Единственный, кто мог бы спасти нас от забвения — это Ян Янович. Благодарение Ян Янычу — ни одно наше слово не пропадало на ветер. А кто охранял нас ст жестоких соседей? От пристававшей к нашему берегу едва не потерявшей способности ползать похожей на стадо одиноких лебедей, как белый символ разлуки, от пьянства палубной братии, неспособной ни на йоту оценить изысканности того единственного ископаемого яйца, от которого отгонял их укоризненной бранью какой-нибудь защитник природы по личному поручению Ян Яновича? Вот он — кто нас консервирует, кто нам гарантирует не только невидимую простым глазом жизнь, но и на весь мир знаменитость.
В ноги бы нам пасть Ян Янычу за такую благотворительность!
А Ян Янович допивал третий графин. Как пленный конь Саладина, объевшийся пряностей против единичного яйца своей постоянной клиентуры, особенно в такой жаркий день, какой выпал тогда на долю закованных в броню воинов армии сверкающего Лузиньяна, что так и не достигли сладких вод моря Киннерет, и рассыпались жемчугом павшие в панцырях, покатились по камням невдали от Магдалы, посмертным ожерельем здешней Марии.
— Да, — заговорило во мне Яном Янычем, — Вы можете идти.
Я машинально выпрямился, переставил ноги к двери с табличкой, толкнул ее, она сделала четверть круга, еще немного развернулась, стала вровень со стеною, изнутри вновь раздался дадаистский возглас «да-да», я толкнул дверь еще раз и оказался в кабинете.
Ничего не изменилось там с тех пор, как я покинул помещение.
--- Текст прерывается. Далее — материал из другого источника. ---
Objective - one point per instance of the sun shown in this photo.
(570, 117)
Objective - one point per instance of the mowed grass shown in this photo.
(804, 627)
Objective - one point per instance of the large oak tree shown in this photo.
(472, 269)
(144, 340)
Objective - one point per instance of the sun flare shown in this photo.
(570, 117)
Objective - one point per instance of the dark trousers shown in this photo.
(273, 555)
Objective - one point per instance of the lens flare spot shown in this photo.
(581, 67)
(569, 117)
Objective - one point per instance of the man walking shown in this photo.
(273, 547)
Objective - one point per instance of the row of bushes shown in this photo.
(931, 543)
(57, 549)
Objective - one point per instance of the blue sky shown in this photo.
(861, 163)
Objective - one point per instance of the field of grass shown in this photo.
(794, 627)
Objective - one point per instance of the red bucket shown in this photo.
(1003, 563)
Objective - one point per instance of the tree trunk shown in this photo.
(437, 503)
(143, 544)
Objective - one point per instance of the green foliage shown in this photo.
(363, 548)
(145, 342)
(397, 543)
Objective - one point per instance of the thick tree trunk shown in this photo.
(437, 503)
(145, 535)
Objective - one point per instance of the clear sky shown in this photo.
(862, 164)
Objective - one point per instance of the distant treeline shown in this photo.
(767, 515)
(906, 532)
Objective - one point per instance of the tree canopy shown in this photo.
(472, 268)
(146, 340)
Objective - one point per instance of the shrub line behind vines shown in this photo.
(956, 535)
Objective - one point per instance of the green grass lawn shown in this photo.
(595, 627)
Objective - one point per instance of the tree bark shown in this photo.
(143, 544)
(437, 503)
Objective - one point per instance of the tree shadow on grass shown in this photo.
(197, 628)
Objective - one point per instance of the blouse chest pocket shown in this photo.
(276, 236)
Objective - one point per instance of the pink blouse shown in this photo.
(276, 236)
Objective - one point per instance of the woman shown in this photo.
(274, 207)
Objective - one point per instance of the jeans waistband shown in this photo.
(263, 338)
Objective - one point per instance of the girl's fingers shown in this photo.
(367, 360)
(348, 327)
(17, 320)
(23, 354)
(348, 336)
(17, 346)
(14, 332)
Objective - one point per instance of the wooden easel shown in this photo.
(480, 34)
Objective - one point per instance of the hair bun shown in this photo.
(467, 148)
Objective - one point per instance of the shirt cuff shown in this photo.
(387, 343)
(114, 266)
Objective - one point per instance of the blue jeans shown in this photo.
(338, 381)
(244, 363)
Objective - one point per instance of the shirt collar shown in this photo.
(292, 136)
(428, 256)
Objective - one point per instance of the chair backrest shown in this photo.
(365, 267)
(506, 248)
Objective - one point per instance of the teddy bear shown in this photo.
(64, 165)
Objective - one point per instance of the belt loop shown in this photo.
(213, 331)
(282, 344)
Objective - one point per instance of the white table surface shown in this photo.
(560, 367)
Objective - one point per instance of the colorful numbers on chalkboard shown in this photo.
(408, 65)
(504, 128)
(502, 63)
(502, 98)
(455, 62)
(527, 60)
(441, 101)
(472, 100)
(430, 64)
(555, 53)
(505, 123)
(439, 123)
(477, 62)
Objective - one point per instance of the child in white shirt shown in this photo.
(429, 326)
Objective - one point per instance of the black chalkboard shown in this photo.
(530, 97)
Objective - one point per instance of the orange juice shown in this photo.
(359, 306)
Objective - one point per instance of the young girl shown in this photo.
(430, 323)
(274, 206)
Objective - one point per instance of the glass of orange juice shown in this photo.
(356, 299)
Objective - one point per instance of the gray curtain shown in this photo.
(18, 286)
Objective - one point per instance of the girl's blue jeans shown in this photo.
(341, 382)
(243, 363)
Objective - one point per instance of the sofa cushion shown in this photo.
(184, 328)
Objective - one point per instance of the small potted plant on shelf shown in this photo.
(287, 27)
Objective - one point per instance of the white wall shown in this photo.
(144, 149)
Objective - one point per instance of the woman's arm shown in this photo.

Все тот же мнимый сейф на месте несуществующего окна, проволочная корзина с бельем между деревянных ножек под столешницей, раскрашенная в цвета, дополнительные к оригиналу репродукции с картины Гойи «Сатурн, пожирающий свое дитя» на стене напротив. Хозяин кабинета, — такой же одинокий и несчастный, как все, сидел в углу, едва не сливаясь с серебристым покрытием стен, и одна была здесь примечательная черта, что весь закуток давал крен от Яна к двери, как каюта при хорошей волне, градусов на пятнадцать — постоянный крен, и мне надо было цепляться обеими руками за края стола, когда хотел бы я поговорить откровеннее, тогда как Ян примотал сам себя к батарейной трубе мокрыми полотенцами, чтобы не лечь грудью на недописанный перед ним печальный исторический симптом.